Previous PMHS data is mainly high-severity tests with concentrated belt force, more like cars from 20 years ago. SENIORS developed a ‘generic sled rig’ to load PMHS, ATD and HBM the way modern cars do, with moderate belt forces and airbags. The designs for all aspects of the rig are publically available, including CAD and FE models.
Several new restraint system concepts were tested in frontal impacts and gave very large reductions in injury risk for older occupants. New test and assessment procedures were developed to encourage implementation of these restraints. Implemented in all new EU cars from 2020, these novel belts could save 800-1,200 lives and 6,500-10,500 serious injuries over ten years, or 4.7-8.1 billion Euros.
SENIORS extended ERU head impact test zones to include a greater proportion of cyclist head impact locations and adjusted the impact conditions to represent both pedestrians and cyclists. The effect of ADAS sensors mounted to the windscreen can also be assessed.

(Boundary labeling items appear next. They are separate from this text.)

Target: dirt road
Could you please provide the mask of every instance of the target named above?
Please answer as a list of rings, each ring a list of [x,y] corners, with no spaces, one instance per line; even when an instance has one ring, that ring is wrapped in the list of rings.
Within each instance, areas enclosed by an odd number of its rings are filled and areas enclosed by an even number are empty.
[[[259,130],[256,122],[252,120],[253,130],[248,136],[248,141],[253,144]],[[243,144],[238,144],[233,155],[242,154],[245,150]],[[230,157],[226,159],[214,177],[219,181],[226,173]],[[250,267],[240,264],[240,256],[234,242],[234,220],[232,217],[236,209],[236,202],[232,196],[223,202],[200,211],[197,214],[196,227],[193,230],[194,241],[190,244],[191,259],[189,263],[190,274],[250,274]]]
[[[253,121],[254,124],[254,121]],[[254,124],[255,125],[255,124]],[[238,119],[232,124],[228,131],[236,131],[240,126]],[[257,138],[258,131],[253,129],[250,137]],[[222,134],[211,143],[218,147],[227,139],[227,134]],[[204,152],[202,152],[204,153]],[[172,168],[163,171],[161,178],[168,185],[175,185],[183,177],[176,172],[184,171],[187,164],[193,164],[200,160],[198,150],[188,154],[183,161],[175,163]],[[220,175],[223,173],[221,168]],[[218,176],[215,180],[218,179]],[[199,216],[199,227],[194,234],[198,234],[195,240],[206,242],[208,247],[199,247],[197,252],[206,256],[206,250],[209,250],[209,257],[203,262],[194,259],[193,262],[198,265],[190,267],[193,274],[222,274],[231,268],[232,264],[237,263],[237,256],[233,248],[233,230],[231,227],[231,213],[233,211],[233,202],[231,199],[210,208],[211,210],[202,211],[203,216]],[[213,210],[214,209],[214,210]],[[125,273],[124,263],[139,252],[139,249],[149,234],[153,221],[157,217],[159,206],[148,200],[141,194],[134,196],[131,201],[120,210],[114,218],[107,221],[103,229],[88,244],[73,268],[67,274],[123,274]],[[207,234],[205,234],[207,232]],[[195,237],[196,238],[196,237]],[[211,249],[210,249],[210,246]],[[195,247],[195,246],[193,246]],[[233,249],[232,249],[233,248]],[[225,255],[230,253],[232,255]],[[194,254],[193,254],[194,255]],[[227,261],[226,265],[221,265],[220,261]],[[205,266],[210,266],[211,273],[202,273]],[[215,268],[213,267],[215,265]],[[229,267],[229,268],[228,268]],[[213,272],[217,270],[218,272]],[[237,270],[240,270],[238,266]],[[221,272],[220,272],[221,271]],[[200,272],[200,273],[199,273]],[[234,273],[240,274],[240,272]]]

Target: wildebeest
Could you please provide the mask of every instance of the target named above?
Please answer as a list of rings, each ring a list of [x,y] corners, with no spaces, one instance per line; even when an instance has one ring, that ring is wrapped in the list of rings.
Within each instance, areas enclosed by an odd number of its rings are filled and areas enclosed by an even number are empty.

ERU thorax injuries were addressed by the TIPT which would benefit ERU impacted by the bonnet of a vehicle, and give a more informative and biofidelic way of testing the risk of vehicles with high bonnet leading edges, such as large SUVs and pickups, but also for new classes of vehicle for which aerodynamics is not a priority, such as last-mile shuttles. Further research is required to specify the most appropriate tool.
The FlexPLI-UBM shows important advantages over the standard FlexPLI used in UN regulations and Euro NCAP by:
- Improved kinematics of impact allowing more biofidelic assessment of knee and tibia injury risk, and the assessment of femur injury risk in the same tool.
- Enabling more appropriate testing near the end of the bumper beam, where modern cars often have an angled profile and by eliminating unrealistic rotation of the standard tool.
- Vehicles with very high front-end geometries can be tested and assessed.